From: Ding Hui <dinghui1111@163•com>
To: pabeni@redhat•com
Cc: alexandre.torgue@foss•st.com, andrew+netdev@lunn•ch,
andrew@lunn•ch, davem@davemloft•net, dinghui1111@163•com,
dinghui@lixiang•com, edumazet@google•com, kuba@kernel•org,
linux-arm-kernel@lists•infradead.org,
linux-kernel@vger•kernel.org,
linux-stm32@st-md-mailman•stormreply.com, liuxuanjun@lixiang•com,
maxime.chevallier@bootlin•com, mcoquelin.stm32@gmail•com,
netdev@vger•kernel.org, rmk+kernel@armlinux•org.uk,
xiasanbo@lixiang•com, yangchen11@lixiang•com
Subject: Re:Re: [PATCH v2] net: stmmac: fix fatal bus error on resume by reinitializing RX buffers
Date: Tue, 2 Jun 2026 17:28:17 +0800 [thread overview]
Message-ID: <20260602092817.929979-1-dinghui1111@163.com> (raw)

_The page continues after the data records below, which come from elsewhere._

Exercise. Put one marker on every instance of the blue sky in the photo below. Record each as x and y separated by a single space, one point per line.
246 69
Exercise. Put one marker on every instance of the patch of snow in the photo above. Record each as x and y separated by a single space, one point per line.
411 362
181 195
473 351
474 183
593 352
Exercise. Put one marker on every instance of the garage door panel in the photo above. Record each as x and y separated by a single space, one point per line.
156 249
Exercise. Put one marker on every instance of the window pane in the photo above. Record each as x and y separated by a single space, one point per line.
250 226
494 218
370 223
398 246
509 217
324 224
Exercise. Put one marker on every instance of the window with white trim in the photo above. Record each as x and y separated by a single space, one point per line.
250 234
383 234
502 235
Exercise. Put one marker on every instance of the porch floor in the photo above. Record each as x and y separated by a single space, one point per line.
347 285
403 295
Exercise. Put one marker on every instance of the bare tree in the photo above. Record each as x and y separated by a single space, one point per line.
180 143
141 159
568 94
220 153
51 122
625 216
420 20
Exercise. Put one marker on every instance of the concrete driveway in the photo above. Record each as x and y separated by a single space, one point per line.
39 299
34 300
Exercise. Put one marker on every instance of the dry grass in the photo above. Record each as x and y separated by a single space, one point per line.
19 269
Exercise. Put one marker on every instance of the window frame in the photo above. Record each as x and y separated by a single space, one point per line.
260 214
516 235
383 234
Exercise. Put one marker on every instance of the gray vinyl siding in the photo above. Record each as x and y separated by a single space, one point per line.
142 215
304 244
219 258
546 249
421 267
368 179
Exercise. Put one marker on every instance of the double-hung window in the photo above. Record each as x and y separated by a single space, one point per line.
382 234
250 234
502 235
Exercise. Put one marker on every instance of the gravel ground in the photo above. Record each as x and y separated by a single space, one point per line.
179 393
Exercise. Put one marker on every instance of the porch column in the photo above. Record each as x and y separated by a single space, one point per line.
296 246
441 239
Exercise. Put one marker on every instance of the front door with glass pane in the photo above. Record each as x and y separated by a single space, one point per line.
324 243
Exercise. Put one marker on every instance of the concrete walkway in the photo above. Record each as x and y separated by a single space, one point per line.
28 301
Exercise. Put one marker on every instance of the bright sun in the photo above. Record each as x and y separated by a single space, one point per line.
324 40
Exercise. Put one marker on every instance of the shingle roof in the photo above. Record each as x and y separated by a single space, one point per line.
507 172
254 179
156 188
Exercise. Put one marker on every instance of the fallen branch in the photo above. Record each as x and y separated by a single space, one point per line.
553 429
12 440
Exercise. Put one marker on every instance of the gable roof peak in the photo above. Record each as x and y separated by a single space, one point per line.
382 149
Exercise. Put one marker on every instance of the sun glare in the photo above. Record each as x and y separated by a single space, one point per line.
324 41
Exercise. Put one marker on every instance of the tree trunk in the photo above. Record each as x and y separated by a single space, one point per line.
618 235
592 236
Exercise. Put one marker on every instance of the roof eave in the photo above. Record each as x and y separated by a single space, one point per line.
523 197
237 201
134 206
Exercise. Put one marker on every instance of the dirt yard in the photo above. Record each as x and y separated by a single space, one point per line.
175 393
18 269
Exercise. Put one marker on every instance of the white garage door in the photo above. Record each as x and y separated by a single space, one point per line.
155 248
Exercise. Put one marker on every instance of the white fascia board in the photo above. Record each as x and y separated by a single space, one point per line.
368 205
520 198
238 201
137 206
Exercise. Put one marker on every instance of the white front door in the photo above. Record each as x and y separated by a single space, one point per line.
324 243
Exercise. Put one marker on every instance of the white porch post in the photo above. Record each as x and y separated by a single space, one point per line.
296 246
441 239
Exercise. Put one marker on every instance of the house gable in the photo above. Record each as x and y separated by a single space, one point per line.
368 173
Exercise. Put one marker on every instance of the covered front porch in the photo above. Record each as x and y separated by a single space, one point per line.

In-Reply-To: <20260528120203.245762-1-pabeni@redhat.com>
At 2026-05-28 20:02:02, "Paolo Abeni" <pabeni@redhat•com> wrote:
>> diff --git a/drivers/net/ethernet/stmicro/stmmac/stmmac_main.c b/drivers/net/ethernet/stmicro/stmmac/stmmac_main.c
>> index 3591755ea30b..0dc27d8c66a0 100644
>> --- a/drivers/net/ethernet/stmicro/stmmac/stmmac_main.c
>> +++ b/drivers/net/ethernet/stmicro/stmmac/stmmac_main.c
>> @@ -1642,6 +1642,79 @@ static void stmmac_clear_descriptors(struct stmmac_priv *priv,
>> stmmac_clear_tx_descriptors(priv, dma_conf, queue);
>> }
>>
>> +/**
>> + * stmmac_reinit_rx_descriptors - re-program RX descriptors from existing
>> + * buffers (allocation-free)
>
>[ ... ]
>
>> +static void stmmac_reinit_rx_descriptors(struct stmmac_priv *priv,
>> + struct stmmac_dma_conf *dma_conf,
>> + u32 queue)
>> +{
>> + struct stmmac_rx_queue *rx_q = &dma_conf->rx_queue[queue];
>> + int i;
>> +
>> + for (i = 0; i < dma_conf->dma_rx_size; i++) {
>> + struct stmmac_rx_buffer *buf = &rx_q->buf_pool[i];
>> + struct dma_desc *p = stmmac_get_rx_desc(priv, rx_q, i);
>> +
>> + if (rx_q->xsk_pool) {
>> + dma_addr_t dma_addr;
>> +
>> + /* The XSK pool may not be fully populated (e.g.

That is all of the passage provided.